On February 11, Prof. DR. Raffael Kalisch will be in Nijmegen. He is Research Group Leader, Director of Neuroimaging Center in Mainz, Germany, and Professor of Human Neuroimaging. Currently he works at the Leibniz Institute for Resilience Research in Mainz. He has been invited by Guillén Fernandez Reumann to give a lecture about “Sources of stress resilience”. Prof. Raffael Kalish will present about general resilience method and theory and specifically about the role for positive appraisal style.
Abstract
Stress responses are determined by the evaluation of potential stressors with respect to their relevance for one’s goals and needs.
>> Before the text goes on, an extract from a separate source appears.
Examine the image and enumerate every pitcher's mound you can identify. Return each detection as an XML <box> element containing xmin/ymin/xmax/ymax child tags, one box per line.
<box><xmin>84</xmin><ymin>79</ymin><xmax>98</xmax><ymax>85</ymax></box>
Research in cross-sectional and longitudinal, observational and interventional cohorts conclusively shows that a tendency to appraise stressors in a realistic to slightly illusionary position fashion (Positive Appraisal Style) promotes adaptive stress responses and, eventually, stress resilience. Within this framework, I will examine one important case of adaptive stress response regulation: fear extinction. Using a translational approach, I will argue that the positive update of threat evaluations during extinction towards predictions of safety is a reward-like learning process and that individual differences in this process underlie individual differences in fear extinction. I will examine how such prediction updates are transformed into stable long-term safety memories that limit unnecessary stress responses in future encounters of conditioned stimuli. These processes depend on an interplay of dopaminergic and noradrenergic systems. I will discuss implications for resilience theory and intervention science.